Sehingga orang lain membutuhkan waktu lebih lama guna memahami apa yang diutarakan oleh Hidayat.
Selama wawancara dengan TribunJakarta.com, Hidayat dibantu oleh pengawasnya bernama Waluyo.
"Dia dari kecil memang bicara seperti ini. Kalau ngomong sama dia, tangan kita juga berikan isyarat supaya dia paham," jelas Waluyo.
Meski begitu, Waluyo mengakui kinerja Hidayat patut diacungi jempol.
Selama lima tahun, tak pernah ada keluhan yang masuk di zona atau wilayah yang diamanatkan pada dirinya.
Sehingga, anggota PPSU lainnya selalu memberikan semangat dan tak sungkan membantu Hidayat di lapangan.
"Dia rajin dan bertanggung jawab. Hubungan semua PPSU sama Hidayat itu baik. Dianya juga mau belajar. Jadi untuk solidaritas PPSU tinggi ya," katanya.
Waluyo dan petugas PPSU lainnya selalu berkomunikasi melalui pesan WhatsApp ketika tak mengerti apa yang Hidayat maksudkan.

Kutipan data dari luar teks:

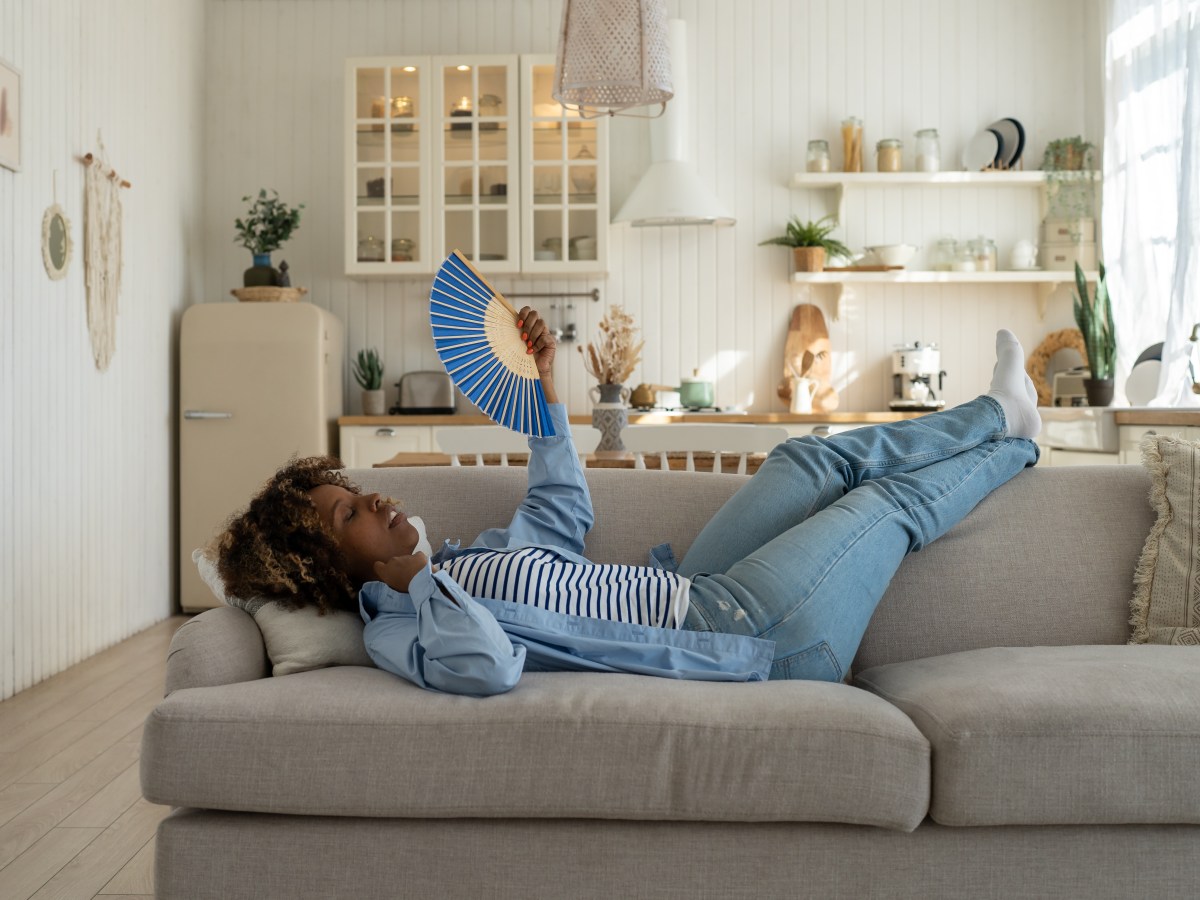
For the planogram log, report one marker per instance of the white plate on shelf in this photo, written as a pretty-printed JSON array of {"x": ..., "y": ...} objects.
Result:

"Jadi kalau arah perbincangan sudah tak dia pahami, kita WA aja. Itu jadi trik PPSU di sini untuk tetap bisa komunikasi sama Hidayat juga," ungkap Waluyo lagi.
Sejauh ini, Hidayat hanya berharap bisa tetap bekerja sebagai PPSU untuk mencukupi semua kebutuhan ibunya.
Dengan begitu ia bisa tetap membelikan ibunya obat-obatan.
"Alhamdulillah saya selalu dikelilingi orang baik seperti Pak Waluyo. Saya cuma berharap bisa tetap punya pekerjaan demi ibu saya," aku dia.
Kemuliaan hati dan tindakan Hidayat saat ini langka tapi patut dijadikan teladan.